Bunzl’s acquisitions are dragging down its returns compared to the underlying assets, but its ROCE figure is still very respectable and shows that its investments are creating value for its shareholders.
You will see that its operating margins are not particularly high, but they have been very stable which is a good sign.
Incremental returns on capital
This is a very good way to see how a company’s profitability is changing over time. You take two dates and look at the changes in sales, profits and capital employed to see how profitable additional investment has been.
For Bunzl, I’ve done this by ignoring the impact of rented assets on its capital employed from 2019. The amortisation of customer relationships has been added back to profits and capital employed. My ROCE figures are slightly different to Bunzl’s as I do not net off cash balances when calculating capital employed.

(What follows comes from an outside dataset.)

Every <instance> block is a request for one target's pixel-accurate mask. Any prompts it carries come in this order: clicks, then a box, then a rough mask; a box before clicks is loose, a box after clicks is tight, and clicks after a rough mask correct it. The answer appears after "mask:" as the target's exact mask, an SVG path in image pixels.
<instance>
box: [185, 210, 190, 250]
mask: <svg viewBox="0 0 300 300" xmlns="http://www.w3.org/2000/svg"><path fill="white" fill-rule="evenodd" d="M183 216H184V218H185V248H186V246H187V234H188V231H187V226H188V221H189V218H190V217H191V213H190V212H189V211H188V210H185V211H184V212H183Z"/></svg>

Bunzl: Incremental returns on capital
Adj Cap Employed
Source: Annual reports/Investors Chronicle
By my reckoning, between the end of 2010 and June 2020, Bunzl has added nearly £3bn of capital employed and generated £360m of additional operating profits – an incremental return on capital of 12.1 per cent. Given that the bulk of this extra investment has come from acquisitions, then it again suggests that they have delivered increased value.
Cash flow and financing
Bunzl’s cash flow performance has been impressive. It has been very good at turning its profits into free cash flow (a good test that profits are real), while it has been able to fund most of its acquisition spend from cash flow. At the same time, its dividend has increased for 27 consecutive years and remains comfortably covered by free cash flow.
Bunzl: Cash flow performance
CF left over
FCF Div cover
Source: Annual reports/Investors Chronicle
These figures highlight just how well Bunzl’s strategy of buying companies has worked for its shareholders. Net debt to Ebitda of 1.6 times at the end of June 2020 shows that the company does not have too much debt.
Can the strategy keep on delivering?
I think it can, but there are a few short-term uncertainties. 2020 has seen strong growth from its PPE and hygiene products due to Covid-19. Many of these are also own-label products and come with higher profit margins. By contrast, its foodservice, grocery and retail sales – which have lower margins – have suffered.
A recovery in sales in these areas, while welcome, could see the beneficial profit mix of 2020 reverse and mute any short-term profit growth. The other important issue is the recent strengthening of sterling, which could lower overseas profits when they are translated back into pounds. Bad debts from customers are a concern, but have not got worse since a provision of around £30m was made earlier in the year to cover outstanding invoices from struggling customers.
The pipeline of potential acquisitions remains good and could see businesses that have struggled during the pandemic become more willing to sell to Bunzl. The company’s decentralised, and entrepreneurial management culture has been a key attraction for many sellers to stay with their business after it has been bought. This has worked well for all parties.
Bunzl may not be a great business, but it is a very solid one. It has a very strong competitive position underpinned by its global scale, purchasing power (it has its own Asian sourcing business), investments and longstanding relationships with customers and suppliers.
Its shares have been very volatile and have been stuck in a trading range for the past four years. It is not a high-growth business, but looks as though it is very capable of growing modestly with its strategy. On that basis, I think the shares at 16.2 times 2020 forecast EPS whilst offering a forecast free cash flow yield of 6.2 per cent are not expensive. You are unlikely to get rich owning this share, but if you are looking for something to tuck away in your portfolio to help you sleep relatively well at night then they may be worth considering.